Aujourd’hui déjà des pales d’hélices, demain des échangeurs de chaufferies nucléaires… La fabrication additive, aussi appelée impression 3D, est en plein développement sur le site Naval Group d’Indret. Situé près de Nantes, l’établissement, qui emploie désormais plus de 1500 personnes (avec plus de 100 postes créés en 2019), est spécialisé depuis 200 ans dans les systèmes propulsifs des bâtiments de la Marine nationale et de ceux vendus à l’export.

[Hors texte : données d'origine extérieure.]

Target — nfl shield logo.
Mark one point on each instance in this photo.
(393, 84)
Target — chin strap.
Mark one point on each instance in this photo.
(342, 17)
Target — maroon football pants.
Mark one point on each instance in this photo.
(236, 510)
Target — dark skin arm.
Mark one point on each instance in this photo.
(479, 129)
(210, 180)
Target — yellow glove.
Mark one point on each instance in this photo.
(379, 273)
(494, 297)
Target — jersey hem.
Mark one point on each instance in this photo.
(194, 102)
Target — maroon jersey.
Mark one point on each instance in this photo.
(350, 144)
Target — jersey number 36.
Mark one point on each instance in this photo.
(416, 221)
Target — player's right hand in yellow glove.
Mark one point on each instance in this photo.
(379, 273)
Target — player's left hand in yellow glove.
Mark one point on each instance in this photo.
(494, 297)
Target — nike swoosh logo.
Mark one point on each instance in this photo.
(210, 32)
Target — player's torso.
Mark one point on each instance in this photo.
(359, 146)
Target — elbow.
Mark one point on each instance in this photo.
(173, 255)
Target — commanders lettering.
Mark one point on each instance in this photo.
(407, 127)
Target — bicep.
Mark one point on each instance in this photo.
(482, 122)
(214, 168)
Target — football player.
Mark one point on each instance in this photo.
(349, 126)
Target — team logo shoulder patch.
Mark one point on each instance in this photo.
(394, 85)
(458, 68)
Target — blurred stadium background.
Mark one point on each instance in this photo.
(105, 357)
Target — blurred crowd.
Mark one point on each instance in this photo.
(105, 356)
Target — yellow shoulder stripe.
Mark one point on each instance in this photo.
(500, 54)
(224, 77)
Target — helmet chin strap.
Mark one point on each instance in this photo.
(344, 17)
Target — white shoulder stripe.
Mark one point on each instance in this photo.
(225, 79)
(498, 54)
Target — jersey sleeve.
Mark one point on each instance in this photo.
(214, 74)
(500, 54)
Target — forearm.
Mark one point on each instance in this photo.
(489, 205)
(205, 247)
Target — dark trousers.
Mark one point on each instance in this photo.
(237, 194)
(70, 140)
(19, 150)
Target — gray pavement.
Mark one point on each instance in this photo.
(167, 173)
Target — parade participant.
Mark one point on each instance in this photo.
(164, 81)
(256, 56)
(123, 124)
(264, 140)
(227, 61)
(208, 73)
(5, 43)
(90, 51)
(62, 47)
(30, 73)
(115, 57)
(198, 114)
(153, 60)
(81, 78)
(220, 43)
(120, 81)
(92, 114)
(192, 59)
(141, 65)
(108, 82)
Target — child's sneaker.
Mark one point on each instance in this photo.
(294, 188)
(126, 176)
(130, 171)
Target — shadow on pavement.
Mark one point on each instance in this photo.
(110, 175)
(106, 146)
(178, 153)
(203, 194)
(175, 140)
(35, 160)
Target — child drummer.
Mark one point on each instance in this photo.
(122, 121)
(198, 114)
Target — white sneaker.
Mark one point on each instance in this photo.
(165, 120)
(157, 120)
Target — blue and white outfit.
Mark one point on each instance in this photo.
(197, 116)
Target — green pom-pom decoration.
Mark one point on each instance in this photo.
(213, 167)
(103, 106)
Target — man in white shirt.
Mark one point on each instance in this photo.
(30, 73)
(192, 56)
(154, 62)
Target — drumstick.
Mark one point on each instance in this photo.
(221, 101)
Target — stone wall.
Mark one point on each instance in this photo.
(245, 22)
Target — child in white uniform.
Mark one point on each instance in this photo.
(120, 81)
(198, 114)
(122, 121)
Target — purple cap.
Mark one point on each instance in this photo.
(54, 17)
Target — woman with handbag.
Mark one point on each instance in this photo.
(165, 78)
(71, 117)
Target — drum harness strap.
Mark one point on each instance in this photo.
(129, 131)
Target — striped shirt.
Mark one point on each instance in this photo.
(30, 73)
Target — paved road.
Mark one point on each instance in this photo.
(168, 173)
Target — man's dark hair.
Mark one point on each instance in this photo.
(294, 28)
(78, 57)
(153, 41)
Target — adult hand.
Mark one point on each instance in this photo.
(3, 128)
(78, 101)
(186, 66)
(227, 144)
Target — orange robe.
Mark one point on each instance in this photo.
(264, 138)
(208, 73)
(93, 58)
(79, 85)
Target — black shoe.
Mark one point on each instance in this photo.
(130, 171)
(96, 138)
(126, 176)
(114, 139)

Naval Group s’intéresse depuis une dizaine d’années à cette technologie, qui permet d’optimiser l’industrialisation d’équipements et doit, en également, offrir une fois les bateaux réalisés plus d’autonomie à bord, où des imprimantes 3D seront en mesure de produire sur demande des pièces de rechange. Un service qui a déjà été testé avec la Marine nationale et sera appelé à se développer dans les années à venir.   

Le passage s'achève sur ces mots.